Fine-tuned models trained on one problem to apply to another. For pairs: Acrobot → CartPole, CartPole → MountainCar:
Methodology:
- Loaded fully trained source models from Section 1
- Re-initialized output layer weights for both actor and critic networks (found to work better than actor-only re-initialization)
- Maintained source model's hidden layer weights to preserve learned features
- Trained on target tasks with same hyperparameters as Section 1
Results:
- Convergence Time: Remained similar to Section 1 baselines. We improved the time it took to converge but took more episodes to do so
- Stability: Fine-tuned models showed steadier learning curves with less variance
- Performance: Re-initializing both actor and critic output layers provided better results than actor-only re-initialization
- Comparison: Fine-tuning did not significantly accelerate convergence but provided more stable training
The results suggest that while fine-tuning preserves some useful features from source tasks, the architectural differences between control problems may limit transfer benefits.

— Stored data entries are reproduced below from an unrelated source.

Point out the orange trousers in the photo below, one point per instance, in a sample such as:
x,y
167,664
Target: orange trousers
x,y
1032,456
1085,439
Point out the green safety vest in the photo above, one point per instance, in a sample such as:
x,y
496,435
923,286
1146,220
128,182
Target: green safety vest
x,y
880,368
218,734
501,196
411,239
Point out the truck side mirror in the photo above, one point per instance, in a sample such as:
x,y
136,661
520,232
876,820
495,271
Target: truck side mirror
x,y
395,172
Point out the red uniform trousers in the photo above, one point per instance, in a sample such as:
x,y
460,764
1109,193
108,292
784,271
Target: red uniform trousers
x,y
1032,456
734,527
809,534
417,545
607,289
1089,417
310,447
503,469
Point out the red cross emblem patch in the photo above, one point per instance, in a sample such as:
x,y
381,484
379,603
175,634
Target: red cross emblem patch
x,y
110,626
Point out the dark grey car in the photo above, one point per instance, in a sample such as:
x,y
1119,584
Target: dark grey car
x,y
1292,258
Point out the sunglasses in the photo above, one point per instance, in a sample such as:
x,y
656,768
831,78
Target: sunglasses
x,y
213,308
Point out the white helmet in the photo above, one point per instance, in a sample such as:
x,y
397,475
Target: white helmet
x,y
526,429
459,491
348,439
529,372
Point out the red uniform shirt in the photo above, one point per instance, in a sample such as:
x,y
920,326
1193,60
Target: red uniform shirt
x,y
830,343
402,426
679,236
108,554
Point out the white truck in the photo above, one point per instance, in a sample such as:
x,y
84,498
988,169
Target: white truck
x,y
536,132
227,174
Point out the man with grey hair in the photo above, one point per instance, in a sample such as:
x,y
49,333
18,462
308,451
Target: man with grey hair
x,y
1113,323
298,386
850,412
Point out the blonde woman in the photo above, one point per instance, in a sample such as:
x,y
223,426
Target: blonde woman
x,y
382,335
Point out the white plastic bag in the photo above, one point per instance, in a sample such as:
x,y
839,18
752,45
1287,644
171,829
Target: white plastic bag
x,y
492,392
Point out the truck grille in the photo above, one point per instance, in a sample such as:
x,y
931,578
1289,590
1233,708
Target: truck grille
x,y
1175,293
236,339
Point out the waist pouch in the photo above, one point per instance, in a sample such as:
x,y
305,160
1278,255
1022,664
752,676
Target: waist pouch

Implemented a simplified Progressive Networks approach for multi-source transfer learning, focusing on stabilizing the transfer process to avoid negative interference.
Scenarios:
- Scenario A: {Acrobot, MountainCar} → CartPole
- Scenario B: {CartPole, Acrobot} → MountainCar
Architecture: Progressive Networks leverage knowledge from multiple pre-trained source models by:
- Freezing Source Networks: All source model parameters remain fixed during training.
- Feature Extraction: Input states pass through all source models' hidden layers.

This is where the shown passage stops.